788. Rotated Digits
X is a good number if after rotating each digit individually by 180 degrees, we get a valid number that is different from X.
A number is valid if each digit remains a digit after rotation. 0, 1, 8
rotate to themselves; 2, 5
rotate to each other; 6, 9
rotate to each other, and the rest of the numbers do not rotate to any other number and become invalid.

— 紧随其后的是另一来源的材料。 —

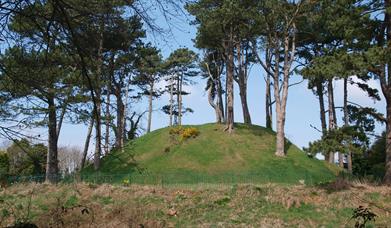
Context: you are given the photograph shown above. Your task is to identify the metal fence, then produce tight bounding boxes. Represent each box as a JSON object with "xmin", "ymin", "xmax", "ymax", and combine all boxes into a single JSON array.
[{"xmin": 0, "ymin": 172, "xmax": 333, "ymax": 186}]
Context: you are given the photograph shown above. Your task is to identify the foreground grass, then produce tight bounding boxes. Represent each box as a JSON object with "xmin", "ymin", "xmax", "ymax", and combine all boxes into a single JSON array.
[
  {"xmin": 82, "ymin": 124, "xmax": 339, "ymax": 184},
  {"xmin": 0, "ymin": 181, "xmax": 391, "ymax": 227}
]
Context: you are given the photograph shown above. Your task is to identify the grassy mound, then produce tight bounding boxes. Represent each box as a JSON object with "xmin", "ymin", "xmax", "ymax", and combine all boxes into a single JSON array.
[{"xmin": 82, "ymin": 124, "xmax": 338, "ymax": 184}]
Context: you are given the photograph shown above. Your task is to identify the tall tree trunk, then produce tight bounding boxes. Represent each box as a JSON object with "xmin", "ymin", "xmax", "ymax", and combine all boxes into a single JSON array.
[
  {"xmin": 147, "ymin": 82, "xmax": 154, "ymax": 133},
  {"xmin": 380, "ymin": 0, "xmax": 391, "ymax": 186},
  {"xmin": 239, "ymin": 82, "xmax": 251, "ymax": 125},
  {"xmin": 216, "ymin": 76, "xmax": 225, "ymax": 123},
  {"xmin": 273, "ymin": 29, "xmax": 296, "ymax": 157},
  {"xmin": 178, "ymin": 72, "xmax": 183, "ymax": 126},
  {"xmin": 208, "ymin": 87, "xmax": 222, "ymax": 123},
  {"xmin": 115, "ymin": 91, "xmax": 124, "ymax": 148},
  {"xmin": 80, "ymin": 114, "xmax": 95, "ymax": 169},
  {"xmin": 327, "ymin": 79, "xmax": 336, "ymax": 164},
  {"xmin": 46, "ymin": 95, "xmax": 59, "ymax": 183},
  {"xmin": 105, "ymin": 76, "xmax": 111, "ymax": 154},
  {"xmin": 384, "ymin": 97, "xmax": 391, "ymax": 185},
  {"xmin": 343, "ymin": 78, "xmax": 353, "ymax": 173},
  {"xmin": 226, "ymin": 39, "xmax": 234, "ymax": 133},
  {"xmin": 94, "ymin": 25, "xmax": 104, "ymax": 170},
  {"xmin": 120, "ymin": 78, "xmax": 131, "ymax": 153},
  {"xmin": 235, "ymin": 42, "xmax": 251, "ymax": 124},
  {"xmin": 316, "ymin": 79, "xmax": 330, "ymax": 161},
  {"xmin": 265, "ymin": 73, "xmax": 273, "ymax": 129},
  {"xmin": 170, "ymin": 77, "xmax": 174, "ymax": 127},
  {"xmin": 57, "ymin": 102, "xmax": 68, "ymax": 141}
]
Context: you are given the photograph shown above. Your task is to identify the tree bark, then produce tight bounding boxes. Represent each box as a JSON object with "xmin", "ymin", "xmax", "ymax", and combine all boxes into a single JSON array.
[
  {"xmin": 80, "ymin": 114, "xmax": 94, "ymax": 169},
  {"xmin": 216, "ymin": 76, "xmax": 225, "ymax": 123},
  {"xmin": 379, "ymin": 0, "xmax": 391, "ymax": 186},
  {"xmin": 226, "ymin": 37, "xmax": 234, "ymax": 133},
  {"xmin": 94, "ymin": 25, "xmax": 104, "ymax": 170},
  {"xmin": 235, "ymin": 43, "xmax": 251, "ymax": 125},
  {"xmin": 57, "ymin": 102, "xmax": 68, "ymax": 141},
  {"xmin": 316, "ymin": 79, "xmax": 330, "ymax": 161},
  {"xmin": 147, "ymin": 81, "xmax": 154, "ymax": 133},
  {"xmin": 105, "ymin": 73, "xmax": 111, "ymax": 154},
  {"xmin": 46, "ymin": 95, "xmax": 59, "ymax": 183},
  {"xmin": 343, "ymin": 78, "xmax": 353, "ymax": 173},
  {"xmin": 327, "ymin": 79, "xmax": 336, "ymax": 164},
  {"xmin": 170, "ymin": 76, "xmax": 174, "ymax": 127},
  {"xmin": 178, "ymin": 72, "xmax": 183, "ymax": 126},
  {"xmin": 115, "ymin": 91, "xmax": 124, "ymax": 148},
  {"xmin": 273, "ymin": 27, "xmax": 296, "ymax": 157},
  {"xmin": 265, "ymin": 73, "xmax": 273, "ymax": 129}
]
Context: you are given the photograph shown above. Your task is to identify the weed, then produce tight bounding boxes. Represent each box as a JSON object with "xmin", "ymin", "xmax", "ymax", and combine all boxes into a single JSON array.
[{"xmin": 351, "ymin": 206, "xmax": 377, "ymax": 228}]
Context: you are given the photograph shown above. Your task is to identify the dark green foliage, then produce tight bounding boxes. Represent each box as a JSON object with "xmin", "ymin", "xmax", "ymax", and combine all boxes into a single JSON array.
[
  {"xmin": 352, "ymin": 206, "xmax": 377, "ymax": 228},
  {"xmin": 0, "ymin": 151, "xmax": 10, "ymax": 181},
  {"xmin": 7, "ymin": 139, "xmax": 47, "ymax": 176},
  {"xmin": 353, "ymin": 132, "xmax": 386, "ymax": 180}
]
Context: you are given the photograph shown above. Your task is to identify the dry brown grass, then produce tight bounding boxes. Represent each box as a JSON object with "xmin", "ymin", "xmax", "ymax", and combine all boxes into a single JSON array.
[{"xmin": 0, "ymin": 183, "xmax": 391, "ymax": 227}]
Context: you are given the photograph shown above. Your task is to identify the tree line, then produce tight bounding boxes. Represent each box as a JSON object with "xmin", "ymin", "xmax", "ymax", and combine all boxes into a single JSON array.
[{"xmin": 0, "ymin": 0, "xmax": 391, "ymax": 184}]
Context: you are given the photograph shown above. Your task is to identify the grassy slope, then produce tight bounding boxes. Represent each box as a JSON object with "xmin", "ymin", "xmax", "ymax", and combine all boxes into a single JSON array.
[
  {"xmin": 84, "ymin": 124, "xmax": 336, "ymax": 183},
  {"xmin": 0, "ymin": 184, "xmax": 391, "ymax": 228}
]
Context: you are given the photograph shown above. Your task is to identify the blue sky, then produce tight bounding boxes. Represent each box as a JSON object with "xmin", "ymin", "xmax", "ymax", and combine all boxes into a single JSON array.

Now given a positive number N, how many numbers X from 1 to N are good?
Input: 10
Output: 4
Explanation:
There are four good numbers in the range [1, 10] : 2, 5, 6, 9.
Note that 1 and 10 are not good numbers, since they remain unchanged after rotating.
判断数字旋转180°后为非本身数字的个数
方法1:5ms
构建N+1的数组,对应存储每个数字的标记
2569对应标记words[i]=2,018对应标记words[i]=1
当i < 10时,i的标记值可直接确定
当i >= 10时,i的标记值直接由 i/10
和 i%10
决定即可。由于i是从小到大依次运行的,所以可直接读取之前已经确定好的words[i / 10]和words[i % 10]。
public int rotatedDigits2(int N) {
int[] words = new int[N + 1];
int count = 0;
for (int i = 0; i <= N; i++) {
if (i < 10){
if (i == 2 || i == 5 || i == 6 || i == 9) {
words[i] = 2;
count++;
}
else if (i == 0 || i == 1 || i == 8)
words[i] = 1;
}
else {
int a = words[i / 10], b = words[i % 10];
if (a == 1 && b == 1) words[i] = 1;
else if (a >= 1 && b >= 1){
words[i] = 2;
count++;
}
}
}
return count;
}
方法2:6ms
通过%10
,分别判断每一位的类型。
数字中只要一位是347,这个数字就不是“好数字”,跳过此次循环
数字中只要一位是2569,这个数字就是“好数字”,num++
public int rotatedDigits3(int N) {
int num = 0;
for (int i = 0; i <= N; i++) {
boolean flag = false;
int temp = i;
while (temp != 0) {
int val = temp % 10;
if (val == 3 || val == 4 || val == 7) {
flag = false;
break;
}
else if (val == 2 || val == 5 || val == 6 || val == 9)
flag = true;
temp = temp / 10;
}
if (flag) num++;
}
return num;
}
}
方法3:19ms, 麻烦不推荐
通过先将数字转换成字符串,然后再分别判断每一位的类型。没必要转成字符串QAQ
public int rotatedDigits(int N) {
String str1 = "018";
String str2 = "2569";
String str3 = "347";
int num = 0;
for (int i = 0; i <= N; i++) {
boolean flag = false;
for (char ch : Integer.toString(i).toCharArray()){
if (str3.indexOf(ch) != -1){
flag = false;
break;
}
else if (str2.indexOf(ch) != -1) flag = true;
}
if (flag) num++;
}
return num;
}